Layer 1: Feeding the table structure (DDL). Helps the AI know which table contains what information.

# Fetch table structures
ddl = vn.run_sql("SELECT sql FROM sqlite_master WHERE type='table';")
for table_ddl in ddl['sql']:
    vn.train(ddl=table_ddl)

Layer 2: Business Documentation. The AI will be confused if status_id = 1 means “Paid” but you don’t explain it.

vn.train(documentation="status_id column: 1 means Success, 0 means Canceled.")

Layer 3: Sample SQL (Golden SQL). This is the most effective way to teach AI through real-world examples.

vn.train(sql="SELECT customer_name, SUM(total_amount) FROM orders GROUP BY 1 ORDER BY 2 DESC LIMIT 10;")

5. Running the Test

Now it’s time to enjoy the results by asking questions in natural language.

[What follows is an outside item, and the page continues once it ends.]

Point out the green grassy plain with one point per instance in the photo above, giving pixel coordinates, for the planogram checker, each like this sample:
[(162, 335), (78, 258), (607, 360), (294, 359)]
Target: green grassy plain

question = "Who is the customer with the most purchases this month?"
sql = vn.generate_sql(question)
print(f"Generated SQL: {sql}")

df = vn.run_sql(sql)
print(df)

Hard-Won Lessons After 6 Months in Production

Deploying AI in production is much harder than running a local demo. Here are the key takeaways:

  • Meaningful Naming: If your DB is full of table_1 and col_a, the AI will definitely guess wrong. Write detailed documentation for columns with ambiguous names.
  • Prioritize Security: Never use the root user. Create a Read-Only user and only grant access to necessary tables, staying away from sensitive info like passwords or tokens.
  • Feedback Loop: Every week, I check the questions the AI answered incorrectly. I fix the SQL and feed it back into vn.train(). The system gets noticeably smarter in just 2-3 weeks.
  • Leverage Visualization: Vanna integrates Plotly seamlessly. Asking the AI to generate charts directly from query results usually leaves managers very impressed.

Conclusion

Querying data using natural language is no longer science fiction. With Vanna.ai, building a Text-to-SQL system has become more practical and accessible than ever.

AI can’t replace Data Engineers for complex financial reports yet. However, it’s more than capable of handling 80% of mundane daily query requests. Good luck freeing up your workflow—no more “Hey, can you check this for me” in the middle of your lunch break!